My plot looks like this
D = my.data; plot( D$probCategorySame, D$posttestScore )
If it were simple regression, I could add a regression line like this:
lmSimple <- lm( posttestScore ~ probCategorySame, data=D )
abline( lmSimple )
But my actual model is like this:
lmMultiple <- lm( posttestScore ~ pretestScore + probCategorySame + probDataRelated + practiceAccuracy + practiceNumTrials, data=D )
I would like to add a regression line that reflects the coefficient and intercept from the actual model instead of the simplified one. I think I'd be happy to assume mean values for all other predictors in order to do this, although I'm ready to hear advice to the contrary.
This might make no difference, but I'll mention just in case, the situation is complicated slightly by the fact that I probably will not want to plot the original data. Instead, I'd like to plot mean values of the DV for binned values of the predictor, like so:
D[,'probCSBinned'] = cut( my.data$probCategorySame, as.numeric( seq( 0,1,0.04 ) ), include.lowest=TRUE, right=FALSE, labels=FALSE )

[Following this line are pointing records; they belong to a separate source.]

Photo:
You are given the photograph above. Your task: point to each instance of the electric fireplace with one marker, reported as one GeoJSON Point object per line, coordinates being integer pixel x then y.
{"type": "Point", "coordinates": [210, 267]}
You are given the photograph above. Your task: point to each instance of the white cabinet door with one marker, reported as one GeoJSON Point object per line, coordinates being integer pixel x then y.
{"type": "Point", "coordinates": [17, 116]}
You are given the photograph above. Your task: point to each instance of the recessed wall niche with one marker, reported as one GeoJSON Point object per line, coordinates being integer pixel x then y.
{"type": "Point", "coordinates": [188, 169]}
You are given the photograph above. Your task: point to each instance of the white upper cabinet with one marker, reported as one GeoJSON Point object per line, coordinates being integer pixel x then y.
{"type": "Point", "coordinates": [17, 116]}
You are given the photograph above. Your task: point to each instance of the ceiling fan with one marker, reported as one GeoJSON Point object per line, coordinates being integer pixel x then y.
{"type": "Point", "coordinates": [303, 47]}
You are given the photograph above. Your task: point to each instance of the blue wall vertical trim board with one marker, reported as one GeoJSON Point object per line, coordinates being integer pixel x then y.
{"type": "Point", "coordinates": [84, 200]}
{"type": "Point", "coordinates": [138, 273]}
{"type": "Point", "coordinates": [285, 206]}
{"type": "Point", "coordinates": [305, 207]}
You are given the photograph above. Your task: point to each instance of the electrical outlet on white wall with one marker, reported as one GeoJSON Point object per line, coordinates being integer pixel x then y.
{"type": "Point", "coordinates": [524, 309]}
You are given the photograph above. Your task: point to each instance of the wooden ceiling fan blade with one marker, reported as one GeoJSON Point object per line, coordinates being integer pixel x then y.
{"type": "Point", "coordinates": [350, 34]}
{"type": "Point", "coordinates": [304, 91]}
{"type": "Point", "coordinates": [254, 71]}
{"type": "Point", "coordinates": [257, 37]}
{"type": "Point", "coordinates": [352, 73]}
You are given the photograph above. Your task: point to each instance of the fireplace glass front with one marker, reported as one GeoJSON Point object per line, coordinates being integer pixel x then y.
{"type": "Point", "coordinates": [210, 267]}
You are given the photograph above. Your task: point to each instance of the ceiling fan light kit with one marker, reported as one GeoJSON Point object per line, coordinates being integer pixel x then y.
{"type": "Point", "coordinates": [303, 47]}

D = aggregate( posttestScore~probCSBinned, data=D, FUN=mean )
plot( D$probCSBinned, D$posttestScore )
Just because it happens to look much cleaner for my data when I do it this way.
To plot the individual terms in a linear or generalised linear model (ie, fit with lm or glm), use termplot. No need for binning or other manipulation.
# plot everything on one page
par(mfrow=c(2,3))
termplot(lmMultiple)
# plot individual term
par(mfrow=c(1,1))
termplot(lmMultiple, terms="preTestScore")
You need to create a vector of x-values in the domain of your plot and predict their corresponding y-values from your model. To do this, you need to inject this vector into a dataframe comprised of variables that match those in your model. You stated that you are OK with keeping the other variables fixed at their mean values, so I have used that approach in my solution. Whether or not the x-values you are predicting are actually legal given the other values in your plot should probably be something you consider when setting this up.
Without sample data I can't be sure this will work exactly for you, so I apologize if there are any bugs below, but this should at least illustrate the approach.
# Setup
xmin = 0; xmax=10 # domain of your plot
D = my.data
plot( D$probCategorySame, D$posttestScore, xlim=c(xmin,xmax) )
lmMultiple <- lm( posttestScore ~ pretestScore + probCategorySame + probDataRelated + practiceAccuracy + practiceNumTrials, data=D )
# create a dummy dataframe where all variables = their mean value for each record
# except the variable we want to plot, which will vary incrementally over the
# domain of the plot. We need this object to get the predicted values we
# want to plot.
N=1e4
means = colMeans(D)
dummyDF = t(as.data.frame(means))
for(i in 2:N){dummyDF=rbind(dummyDF,means)} # There's probably a more elegant way to do this.
xv=seq(xmin,xmax, length.out=N)
dummyDF$probCSBinned = xv
# if this gives you a warning about "Coercing LHS to list," use bracket syntax:
#dummyDF[,k] = xv # where k is the column index of the variable `posttestScore`
# Getting and plotting predictions over our dummy data.
yv=predict(lmMultiple, newdata=subset(dummyDF, select=c(-posttestScore)))
lines(xv, yv)
Look at the Predict.Plot function in the TeachingDemos package for one option to plot one predictor vs. the response at a given value of the other predictors.